Ninguna sociedad puede ser feliz y próspera si la mayoría de sus ciudadanos son pobres y desgraciados.
Adam Smith
En diferentes entradas hemos hecho mención al privilegio y la oportunidad que representa para las generaciones de hoy asistir al inicio de un cambio de época. Algunos estudiosos estiman comparable el cambio en ciernes con los que se produjeron durante las dos grandes revoluciones históricas ocurridas, una hace diez milenios y la otra dos siglos. Todo indica que nos hallamos en la etapa inicial de lo que será un ascenso exponencial de transformaciones tecnológicas, que llevará inexorablemente a reescribir la mayor parte de las reglas de juego que arbitran el actual estadio de la cultura, la vida de los ciudadanos, de la familia e incluso de los mercados.
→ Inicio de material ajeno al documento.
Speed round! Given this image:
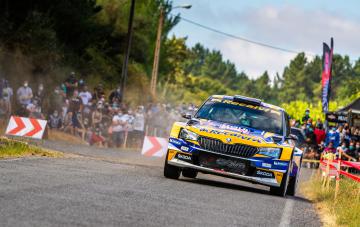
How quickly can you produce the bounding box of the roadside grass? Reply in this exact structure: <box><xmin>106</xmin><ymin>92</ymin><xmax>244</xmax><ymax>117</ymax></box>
<box><xmin>302</xmin><ymin>175</ymin><xmax>360</xmax><ymax>227</ymax></box>
<box><xmin>0</xmin><ymin>137</ymin><xmax>63</xmax><ymax>159</ymax></box>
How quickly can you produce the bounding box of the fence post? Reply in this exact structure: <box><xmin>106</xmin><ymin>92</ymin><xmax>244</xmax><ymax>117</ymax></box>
<box><xmin>123</xmin><ymin>130</ymin><xmax>128</xmax><ymax>148</ymax></box>
<box><xmin>334</xmin><ymin>152</ymin><xmax>341</xmax><ymax>202</ymax></box>
<box><xmin>326</xmin><ymin>154</ymin><xmax>333</xmax><ymax>191</ymax></box>
<box><xmin>322</xmin><ymin>154</ymin><xmax>330</xmax><ymax>188</ymax></box>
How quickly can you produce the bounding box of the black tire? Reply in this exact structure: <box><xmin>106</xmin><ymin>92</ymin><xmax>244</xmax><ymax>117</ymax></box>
<box><xmin>182</xmin><ymin>169</ymin><xmax>198</xmax><ymax>178</ymax></box>
<box><xmin>270</xmin><ymin>165</ymin><xmax>292</xmax><ymax>197</ymax></box>
<box><xmin>286</xmin><ymin>175</ymin><xmax>298</xmax><ymax>196</ymax></box>
<box><xmin>164</xmin><ymin>153</ymin><xmax>181</xmax><ymax>179</ymax></box>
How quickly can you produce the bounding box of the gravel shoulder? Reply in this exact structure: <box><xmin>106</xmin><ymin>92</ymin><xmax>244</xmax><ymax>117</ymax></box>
<box><xmin>0</xmin><ymin>143</ymin><xmax>321</xmax><ymax>226</ymax></box>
Si tanto las mencionadas revoluciones agrícola como industrial detonaron una enorme explosión de riqueza, no sería lógico negar anticipadamente tal resultado a una tecnología disruptiva cuya capacidad para cambiar la vida y las demandas de los ciudadanos es ya, con sus primeros pasos, tan evidente. Pero es muy probable que no se trate de un cuento de hadas. En estos años se ha hecho patente la tendencia a la desaparición de determinadas tipologías laborales de perfil rutinarios, como los de operarios de fábrica u otros empleos también rutinarios y menos manuales. Algunos advierten del riesgo que se cierne sobre las clases medias ante esta polarización progresiva del mercado de trabajo, que podría tender a repartirse entre empleos de bajo salario (no-rutinarios) del sector servicio y aquellos otros más creativos de profesionales cualificados y con capacidad de obtener ventaja con las nuevas tecnologías. Así las cosas, las rentas al capital serían fabulosamente desproporcionadas con relación a las que retribuyen el trabajo. Y en un escenario así, la esperada eclosión de riqueza daría al traste con el ideal que representa una distribuición de la misma entre el mayor número de personas.
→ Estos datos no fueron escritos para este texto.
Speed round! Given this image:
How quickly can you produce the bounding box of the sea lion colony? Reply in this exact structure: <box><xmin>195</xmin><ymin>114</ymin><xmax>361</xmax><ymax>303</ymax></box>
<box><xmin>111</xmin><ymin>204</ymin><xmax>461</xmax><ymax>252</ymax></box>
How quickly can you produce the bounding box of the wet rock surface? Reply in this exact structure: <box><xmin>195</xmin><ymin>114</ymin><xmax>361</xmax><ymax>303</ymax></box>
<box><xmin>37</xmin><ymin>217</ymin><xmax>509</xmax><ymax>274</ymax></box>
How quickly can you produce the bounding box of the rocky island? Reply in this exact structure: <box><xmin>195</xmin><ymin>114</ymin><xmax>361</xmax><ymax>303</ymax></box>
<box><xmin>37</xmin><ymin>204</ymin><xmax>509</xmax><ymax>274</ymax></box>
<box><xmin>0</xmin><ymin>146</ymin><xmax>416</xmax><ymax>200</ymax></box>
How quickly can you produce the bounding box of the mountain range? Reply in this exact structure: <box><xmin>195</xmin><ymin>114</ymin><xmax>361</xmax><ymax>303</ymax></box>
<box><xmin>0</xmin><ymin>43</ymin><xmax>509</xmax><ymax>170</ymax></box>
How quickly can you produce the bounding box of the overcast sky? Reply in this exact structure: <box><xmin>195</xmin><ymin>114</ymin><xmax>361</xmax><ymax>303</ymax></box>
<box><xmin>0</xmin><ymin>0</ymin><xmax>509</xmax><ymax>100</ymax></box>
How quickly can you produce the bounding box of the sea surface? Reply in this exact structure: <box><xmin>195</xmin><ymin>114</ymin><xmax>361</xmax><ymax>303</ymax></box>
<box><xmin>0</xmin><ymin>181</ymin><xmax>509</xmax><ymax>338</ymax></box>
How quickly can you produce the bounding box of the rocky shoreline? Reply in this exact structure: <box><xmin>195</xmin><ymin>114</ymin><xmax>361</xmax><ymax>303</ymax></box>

Complejidad e incertidumbre se elevan así a categorías en la apasionante etapa de la historia que comenzamos a escribir. Unos tiempos en los que el ciudadano deberá aprender a encajar las nuevas reglas de juego junto a los retos que se avecinan, considerando un contexto cuyos sistemas políticos y leyes de protección social han dado muestra de una incipiente obsolescencia. Por la ventanilla de costes de la grave crisis de 2008 sólo pasaron –de forma asimétrica pero ejemplar – las familias, los trabajadores y las pequeñas y medianas empresas, pero no anduvieron en sus colas ni las grandes corporaciones ni la élite política. Tiempos en los que las discretas certezas con las que convivir se formularán desde un armónico desarrollo personal. Tiempos en los que ya resulta muy anacrónico rellenar las fisuras del conocimiento con la pasta de las ideologías. Más allá del debate que pugna entre una educación clásica basada en el esfuerzo personal y aprendizaje memorístico frente a la moderna pedagogía que aboga por el aprendizaje cooperativo, la polémica se torna superflua si no se consideran los elementos determinantes del florecimiento personal, tales como los hábitos que se aprenden para interpretar la realidad: para mirarla, percibirla o para prestarle atención. Al fin y al cabo, la superioridad intelectual, no viene más que de la fuerza de la atención. Esos hábitos se configuran entre las convicciones y juicios que se interiorizan en el corazón, en su mayoría aprendidos con ejemplo de quienes un día nos inspiraron, y los valores que se atesoran. Cuando un sistema de creencias hunde sus raíces –como sostenía Marañón- en el saludable sustrato de la benevolencia primero, y de la inteligencia después, se erige en algo increíble porque generan emociones saludables y decisiones impecables. Una forma de talento personal que, más allá de ventanillas de pago, hará posible acercarse a la gran ventana desde la que mirar con esperanza el horizonte y sus desafíos. Sabía bien de qué hablaba el profesor del IESE, Luis Huete, cuando comenzó la conferencia de presentación sobre su último libro[1], en Sevilla, evocando las palabras del más grande fundador del capitalismo, – y que a nosotros nos han servido para introducir este microensayo-.
[1] Liderar para el bien común. L. Huete y J. García. Ed LID 2015. (Algunas anotaciones del presente microensayo están inspiradas en la lectura de este libro).